Sacrament of sacraments

As Christians, the main purpose in our lives on earth is to gain eternity in heaven. Then we will dwell intimately in the fullness of the Lord. However, as Catholics we also understand that God is present to us in this life as well, and we find him in the sacraments of the church.

 

We especially find union in the Eucharist, which St. Thomas Aquinas calls the “Sacrament of Sacraments.” In each sacrament we encounter the grace of Christ, but in the Eucharist, we encounter Christ himself, body, blood, soul and divinity. There can be no greater intimacy, which is why the Eucharist is the “source and summit of the Christian life” (Lumen Gentium, 11).

 

This reality of the Eucharist — the Real Presence of Jesus Christ in the Eucharist — is a supernatural gift that we recognize each and every time we come to Mass. We reflect our belief in our gestures at Mass. We genuflect to the tabernacle before we enter our pew, knowing that Jesus is present there. The priest kisses the altar when he enters the sanctuary, a sign of reverence for the sacred place where Christ comes to earth in the Eucharist. We kneel while the bread and wine become the Real Presence when the priest echoes the words of Jesus Christ, “This is my body … This is my blood.” We make a sign of reverence before we receive the Eucharist at Communion.

 

The words of the priest come from the first Eucharist at the Last Supper. Interestingly, St. John Gospel is the only one that does not include these words. Instead, he offers us Christ’s teaching in the sixth chapter, which we often call the “Bread of Life Discourse.” These past few weeks the Gospel has been taken from this conversation between Jesus and his followers about the truth of the Eucharist. This Sunday, we hear Jesus say, “I am the living bread come down from heaven …. Unless you eat the flesh of the Son of Man and drink his blood, you do not have life within you … for my flesh is true food and my blood is true drink.”

 

Jesus leaves no room for confusion. He is offering us his Body and Blood. However, while we know this truth in our heads, we still have a hard time convincing our hearts. Sometimes we have difficulty making ourselves aware of his Real Presence.

 

Perhaps, the obstacle is the mystery of the Eucharist. Today we look to find solutions through science. This is how doctors find cures for diseases and physicists seek to explain the universe. We are uncomfortable with unanswered questions, so every mystery is turned over, probed, prodded and analyzed until it reveals its understandable conclusion.

 

Faced with this attitude, mysteries are frustrating, including the Eucharist. How does the bread and wine become the Body and Blood of Christ? Why does it still smell and taste like bread and wine? Why did Jesus not tell us how this happens?

 

Let this frustration never lead us to doubt, however, for Jesus Christ, the source of all truth and all that is good, our Savior who came that we have eternal life, tells us that he is the bread come down from heaven, and he remains in those who receive the Eucharist.
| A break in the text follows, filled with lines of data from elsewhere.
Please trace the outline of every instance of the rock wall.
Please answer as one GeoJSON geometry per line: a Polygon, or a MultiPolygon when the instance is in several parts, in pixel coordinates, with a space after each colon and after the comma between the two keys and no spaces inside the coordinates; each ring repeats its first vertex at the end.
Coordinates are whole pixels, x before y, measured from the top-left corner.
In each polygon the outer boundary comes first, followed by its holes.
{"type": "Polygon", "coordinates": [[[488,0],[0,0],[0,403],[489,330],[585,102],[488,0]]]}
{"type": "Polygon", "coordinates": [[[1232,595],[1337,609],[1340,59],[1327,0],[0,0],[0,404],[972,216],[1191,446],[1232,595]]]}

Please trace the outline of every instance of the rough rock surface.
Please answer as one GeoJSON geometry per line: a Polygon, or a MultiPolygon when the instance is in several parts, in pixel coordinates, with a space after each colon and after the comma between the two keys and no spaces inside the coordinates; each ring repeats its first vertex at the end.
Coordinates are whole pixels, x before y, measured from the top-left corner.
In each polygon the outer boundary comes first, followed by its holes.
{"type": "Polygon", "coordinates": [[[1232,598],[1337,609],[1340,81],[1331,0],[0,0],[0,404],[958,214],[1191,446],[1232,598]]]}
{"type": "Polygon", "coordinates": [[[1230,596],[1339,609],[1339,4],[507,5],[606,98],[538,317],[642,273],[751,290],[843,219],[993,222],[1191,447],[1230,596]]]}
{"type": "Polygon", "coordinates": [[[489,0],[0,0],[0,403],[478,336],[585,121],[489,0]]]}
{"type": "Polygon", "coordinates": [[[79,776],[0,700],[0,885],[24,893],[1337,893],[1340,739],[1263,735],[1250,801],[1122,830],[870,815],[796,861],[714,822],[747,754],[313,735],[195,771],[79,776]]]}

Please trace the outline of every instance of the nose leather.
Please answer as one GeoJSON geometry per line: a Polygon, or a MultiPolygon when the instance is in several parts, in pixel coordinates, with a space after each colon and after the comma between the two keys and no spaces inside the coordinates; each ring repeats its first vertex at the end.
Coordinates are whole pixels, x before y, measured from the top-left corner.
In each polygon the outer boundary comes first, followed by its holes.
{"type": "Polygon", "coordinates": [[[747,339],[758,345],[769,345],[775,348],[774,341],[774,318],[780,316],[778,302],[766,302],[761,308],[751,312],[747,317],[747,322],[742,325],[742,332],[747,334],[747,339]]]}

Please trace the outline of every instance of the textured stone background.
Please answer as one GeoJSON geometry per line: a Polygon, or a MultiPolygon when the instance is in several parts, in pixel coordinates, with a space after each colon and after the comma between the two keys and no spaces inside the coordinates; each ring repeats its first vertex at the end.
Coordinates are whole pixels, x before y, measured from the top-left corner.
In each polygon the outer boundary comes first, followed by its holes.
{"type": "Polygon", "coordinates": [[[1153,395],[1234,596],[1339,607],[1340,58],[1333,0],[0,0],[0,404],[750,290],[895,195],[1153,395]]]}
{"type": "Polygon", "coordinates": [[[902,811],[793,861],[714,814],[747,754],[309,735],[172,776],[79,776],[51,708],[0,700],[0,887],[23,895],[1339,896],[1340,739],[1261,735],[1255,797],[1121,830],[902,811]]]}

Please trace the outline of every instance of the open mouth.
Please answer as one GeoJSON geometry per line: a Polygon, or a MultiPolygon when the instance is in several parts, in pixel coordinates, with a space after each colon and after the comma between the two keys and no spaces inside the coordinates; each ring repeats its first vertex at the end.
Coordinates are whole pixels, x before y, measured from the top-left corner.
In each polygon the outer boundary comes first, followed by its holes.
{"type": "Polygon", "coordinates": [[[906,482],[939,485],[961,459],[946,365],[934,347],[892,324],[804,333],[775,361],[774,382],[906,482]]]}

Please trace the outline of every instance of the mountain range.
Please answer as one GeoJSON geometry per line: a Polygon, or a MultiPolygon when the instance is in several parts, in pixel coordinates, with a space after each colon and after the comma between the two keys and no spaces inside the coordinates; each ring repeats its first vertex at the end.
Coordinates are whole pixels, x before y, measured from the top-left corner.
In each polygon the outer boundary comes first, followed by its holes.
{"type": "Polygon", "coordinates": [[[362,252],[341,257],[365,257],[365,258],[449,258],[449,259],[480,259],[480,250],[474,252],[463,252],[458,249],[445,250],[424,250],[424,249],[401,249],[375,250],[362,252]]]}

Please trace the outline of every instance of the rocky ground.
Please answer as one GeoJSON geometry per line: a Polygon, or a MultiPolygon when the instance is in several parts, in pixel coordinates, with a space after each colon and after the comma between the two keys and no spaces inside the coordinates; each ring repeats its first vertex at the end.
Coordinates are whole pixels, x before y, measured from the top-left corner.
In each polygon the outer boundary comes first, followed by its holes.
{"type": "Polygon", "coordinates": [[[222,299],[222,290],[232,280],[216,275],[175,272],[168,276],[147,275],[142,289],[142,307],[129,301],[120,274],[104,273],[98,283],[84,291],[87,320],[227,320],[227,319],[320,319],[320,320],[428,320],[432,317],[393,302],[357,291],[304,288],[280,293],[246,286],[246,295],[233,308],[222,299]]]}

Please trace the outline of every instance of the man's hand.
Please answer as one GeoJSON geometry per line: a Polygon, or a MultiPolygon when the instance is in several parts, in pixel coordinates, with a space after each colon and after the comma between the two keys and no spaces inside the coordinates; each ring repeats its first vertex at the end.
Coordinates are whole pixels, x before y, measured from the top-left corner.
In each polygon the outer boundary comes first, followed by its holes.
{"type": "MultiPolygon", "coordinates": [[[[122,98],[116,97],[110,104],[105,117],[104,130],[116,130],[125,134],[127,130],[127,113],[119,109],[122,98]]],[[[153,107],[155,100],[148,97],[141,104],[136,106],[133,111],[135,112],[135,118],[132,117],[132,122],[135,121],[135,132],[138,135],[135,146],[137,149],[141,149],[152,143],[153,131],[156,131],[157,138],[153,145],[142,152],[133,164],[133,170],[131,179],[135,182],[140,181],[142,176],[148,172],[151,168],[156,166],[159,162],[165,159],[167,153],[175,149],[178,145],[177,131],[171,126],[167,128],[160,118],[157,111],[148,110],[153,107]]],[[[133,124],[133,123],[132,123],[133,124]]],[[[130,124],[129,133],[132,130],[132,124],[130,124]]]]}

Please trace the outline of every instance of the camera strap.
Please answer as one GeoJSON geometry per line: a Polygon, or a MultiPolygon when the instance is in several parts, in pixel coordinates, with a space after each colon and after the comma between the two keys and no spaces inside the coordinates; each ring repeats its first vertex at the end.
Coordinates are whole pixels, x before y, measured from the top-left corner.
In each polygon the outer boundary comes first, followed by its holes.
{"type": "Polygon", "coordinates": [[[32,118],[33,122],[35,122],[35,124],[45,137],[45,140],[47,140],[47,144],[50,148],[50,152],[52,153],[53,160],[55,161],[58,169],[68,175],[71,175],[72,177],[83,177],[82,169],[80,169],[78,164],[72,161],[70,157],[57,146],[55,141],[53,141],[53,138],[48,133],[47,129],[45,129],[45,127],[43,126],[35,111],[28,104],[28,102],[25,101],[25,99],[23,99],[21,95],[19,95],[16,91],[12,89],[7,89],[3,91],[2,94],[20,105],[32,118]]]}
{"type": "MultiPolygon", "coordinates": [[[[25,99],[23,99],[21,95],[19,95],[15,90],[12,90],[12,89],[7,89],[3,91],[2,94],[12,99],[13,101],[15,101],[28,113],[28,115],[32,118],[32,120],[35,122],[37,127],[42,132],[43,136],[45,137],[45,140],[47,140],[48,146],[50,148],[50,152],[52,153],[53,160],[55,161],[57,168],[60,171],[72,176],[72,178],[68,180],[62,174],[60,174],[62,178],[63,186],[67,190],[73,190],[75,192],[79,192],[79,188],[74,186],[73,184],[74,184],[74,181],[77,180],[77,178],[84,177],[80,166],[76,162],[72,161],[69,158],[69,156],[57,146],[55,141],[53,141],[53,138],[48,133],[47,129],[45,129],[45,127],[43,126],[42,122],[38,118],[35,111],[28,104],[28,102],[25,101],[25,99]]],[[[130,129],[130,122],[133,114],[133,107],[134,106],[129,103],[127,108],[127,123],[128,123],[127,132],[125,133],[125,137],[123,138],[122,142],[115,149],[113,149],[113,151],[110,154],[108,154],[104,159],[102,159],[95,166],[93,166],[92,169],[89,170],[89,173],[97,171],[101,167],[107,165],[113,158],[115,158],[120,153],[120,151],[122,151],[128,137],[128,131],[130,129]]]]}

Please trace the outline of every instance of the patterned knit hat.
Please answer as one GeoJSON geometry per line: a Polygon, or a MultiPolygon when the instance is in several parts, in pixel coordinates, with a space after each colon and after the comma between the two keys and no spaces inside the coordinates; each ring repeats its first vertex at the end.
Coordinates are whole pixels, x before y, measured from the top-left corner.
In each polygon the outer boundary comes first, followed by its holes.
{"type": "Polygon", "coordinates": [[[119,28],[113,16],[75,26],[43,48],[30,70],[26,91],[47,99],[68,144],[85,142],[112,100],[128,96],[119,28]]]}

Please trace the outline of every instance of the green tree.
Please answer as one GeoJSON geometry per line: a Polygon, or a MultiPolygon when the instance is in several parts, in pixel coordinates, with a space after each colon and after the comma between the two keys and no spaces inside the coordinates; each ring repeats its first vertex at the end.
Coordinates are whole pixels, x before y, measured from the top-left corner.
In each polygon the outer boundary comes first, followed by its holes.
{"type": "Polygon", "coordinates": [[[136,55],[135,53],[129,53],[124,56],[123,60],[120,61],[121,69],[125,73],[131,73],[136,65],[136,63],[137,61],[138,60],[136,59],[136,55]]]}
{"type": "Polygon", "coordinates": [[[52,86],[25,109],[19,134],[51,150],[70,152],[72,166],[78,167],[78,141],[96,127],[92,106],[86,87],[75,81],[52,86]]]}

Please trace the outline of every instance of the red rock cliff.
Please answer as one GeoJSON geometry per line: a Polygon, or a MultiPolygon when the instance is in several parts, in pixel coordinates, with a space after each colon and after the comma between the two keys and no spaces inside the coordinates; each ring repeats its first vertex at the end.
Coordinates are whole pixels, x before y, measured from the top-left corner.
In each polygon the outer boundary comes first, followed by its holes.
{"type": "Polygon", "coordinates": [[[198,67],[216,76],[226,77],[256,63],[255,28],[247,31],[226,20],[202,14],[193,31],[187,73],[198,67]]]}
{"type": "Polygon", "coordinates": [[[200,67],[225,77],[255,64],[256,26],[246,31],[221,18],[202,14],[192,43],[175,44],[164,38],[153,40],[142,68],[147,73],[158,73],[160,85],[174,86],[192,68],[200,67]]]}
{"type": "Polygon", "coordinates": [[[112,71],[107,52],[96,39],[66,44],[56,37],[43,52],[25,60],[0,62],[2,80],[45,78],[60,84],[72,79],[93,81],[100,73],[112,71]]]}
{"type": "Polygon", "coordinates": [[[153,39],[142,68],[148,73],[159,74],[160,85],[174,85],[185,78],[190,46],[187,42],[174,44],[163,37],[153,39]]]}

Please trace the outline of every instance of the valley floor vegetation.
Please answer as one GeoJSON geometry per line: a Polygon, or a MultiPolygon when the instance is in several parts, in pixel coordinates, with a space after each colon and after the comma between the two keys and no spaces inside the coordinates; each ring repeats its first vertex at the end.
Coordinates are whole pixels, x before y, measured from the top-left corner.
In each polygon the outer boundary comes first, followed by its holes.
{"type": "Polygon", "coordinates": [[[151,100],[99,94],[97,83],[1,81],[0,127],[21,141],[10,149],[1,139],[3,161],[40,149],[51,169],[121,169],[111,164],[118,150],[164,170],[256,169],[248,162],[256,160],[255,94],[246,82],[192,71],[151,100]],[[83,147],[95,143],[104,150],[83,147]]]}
It is a mystery that remains hidden, yet contains the greatest beauty and glory that we will ever encounter. This is the mystery, and the truth, that we encounter at every Mass, because it is Jesus, in all of his power and his charity, who meets us in such intimacy at every Mass.

 

We are not called to solve the mystery of the Holy Eucharist. We are called to believe it, to live it, and to delight that we have such a loving God who deigns to dwell within us to strengthen and heal us.

 

May the father fill us with deep faith and perfect love for the his son in the Eucharist, that we may share in his joy in this life and the next.

 

Fr. Wagner is parochial vicar of St. Veronica Church in Chantilly.